In February of 1843 Emma became aware that Joseph had taken her best friend, Eliza R. Snow, as a plural wife. Emma became so enraged that she pushed Eliza down the stairs at their home with a broomstick causing Eliza to have a miscarriage. Now the cat was out of the bag and it became Joseph's top priority to convince Emma she should accept polygamy. In official LDS history, on the morning of the July 12, 1843 Hyrum (Joseph's brother) said to Joseph, "If you will write the revelation on celestial marriage, I will take it and read it to Emma, and I believe I can convince her of its truth, and you will hereafter have peace." Joseph smiled and remarked, "You do not know Emma as well as I do.". . . Hyrum then took the revelation to read to Emma. . . . When he came back, Joseph asked how he had succeeded. Hyrum replied that he had never received a more severe talking to in his life. After the revelation was written Emma teased, and urgently entreated Joseph for the privilege of destroying the revelation. Joseph became so weary of her teasing and to get rid of her annoyance, he told her she might destroy it and she did so. Of course Joseph knew he could "re-write it at any time." (History of the Church, introduction to vol. 5).
Later after Joseph promised Emma she would be a queen and a priestess if she accepted plural marriage Emma briefly accepted plural marriage. Temple records, church history and the personal journals of the women involved show that nine of Joseph's first 12 wives were women then currently married to other men and reassigned to Joseph. Emma battled her feelings that plural marriage was an evil practice and even though she consented to Joseph's marriages, Emily Partridge (one of Joseph's wives) wrote in her journal: "from the very hour we were married to Joseph, Emma became our bitter enemy."

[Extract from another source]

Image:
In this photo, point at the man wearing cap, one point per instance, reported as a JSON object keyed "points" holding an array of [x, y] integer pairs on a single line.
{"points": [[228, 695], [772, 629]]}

Official LDS history shows that Joseph Smith as mayor of Nauvoo ordered the destruction of the Nauvoo Expositor (a newspaper that was making public, the secret-sacred plural marriage life of Joseph Smith). Joseph and his brother Hyrum were arrested on charge of treason (of course freedom of the press was/is a Constitutionally protected right) and taken to Carthage jail (History of the Church, vol. 6, p.38). Joseph's plural marriages and what many considered a treasonous act of destroying a free press had so angered the people that a mob formed at the jail and Joseph and Hyrum were killed in what can best be described as a gun fight in which Joseph Smith killed two men. Official LDS history records that when the mob approached the door to the room where Joseph and Hyrum were being held, Joseph; "approached the door, and pulling the six-shooter left by Brother Whellock from his pocket, opened the door slightly, and snapped the pistol six successive times, only three of the barrels, however, were discharged. Two or three (mobsters) were wounded by these discharges, two of whom died." (History of the Church, vol. 7, pp.102-3).

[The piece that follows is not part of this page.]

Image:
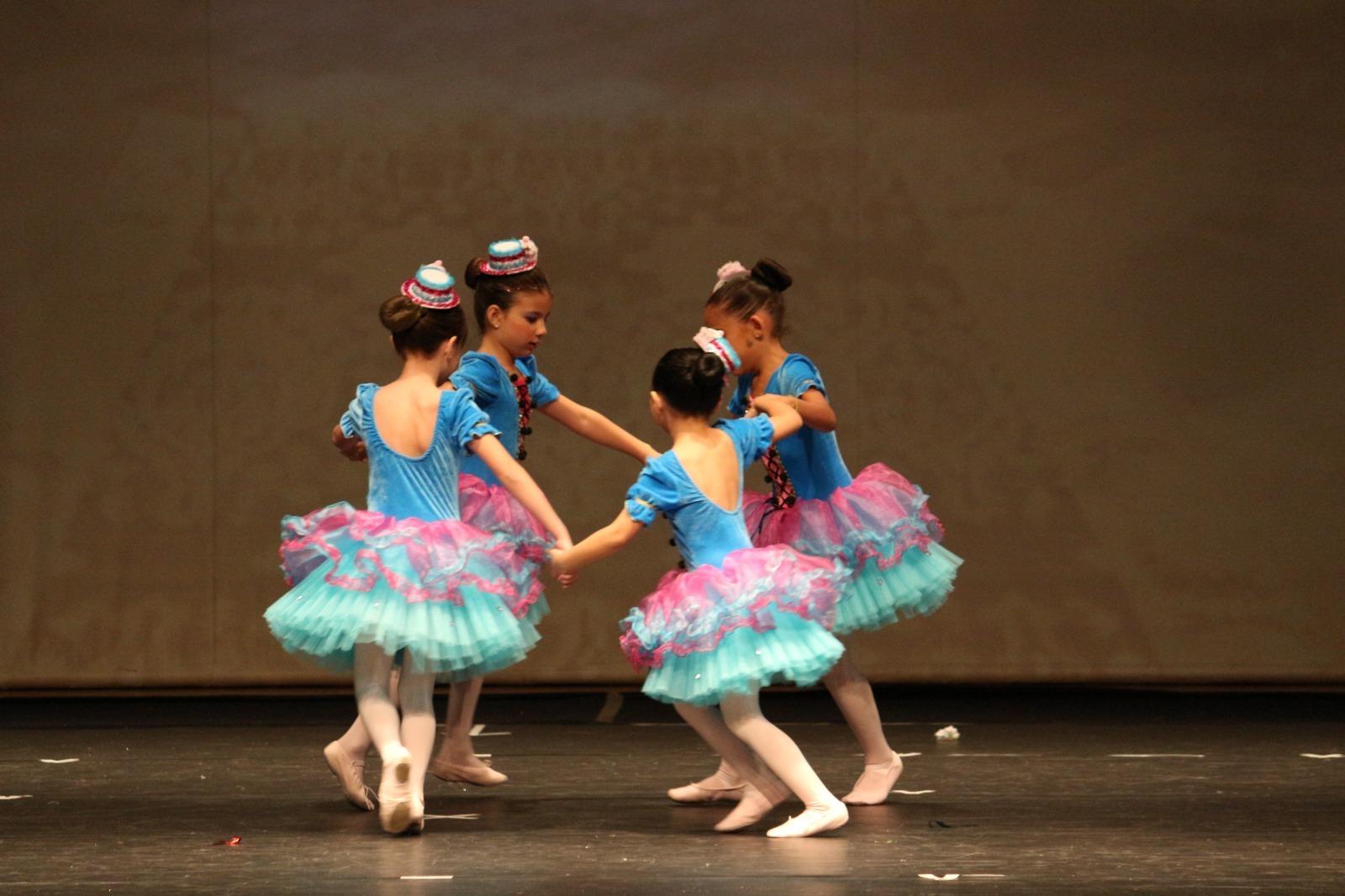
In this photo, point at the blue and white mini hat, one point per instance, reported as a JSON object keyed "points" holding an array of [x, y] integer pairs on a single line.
{"points": [[432, 287], [510, 256], [716, 343]]}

Emma later wrote, "it was the secret doctrines that got Joseph and Hyrum killed." Emma left the church after Joseph's death and claimed the authority of the church rested in her son, whom she used to start a new church called "The Reorganized Church of Jesus Christ of Latter-day Saints." Obviously this church left out the practice of plural marriage and most of the other secret/sacred doctrines of Mormonism. I know this doesn't sound much like the romance fiction novels/movies now being published about the Joseph Smith era. But it's time for someone to throw some light on the true origins and nature of polygamy and its disastrous consequences.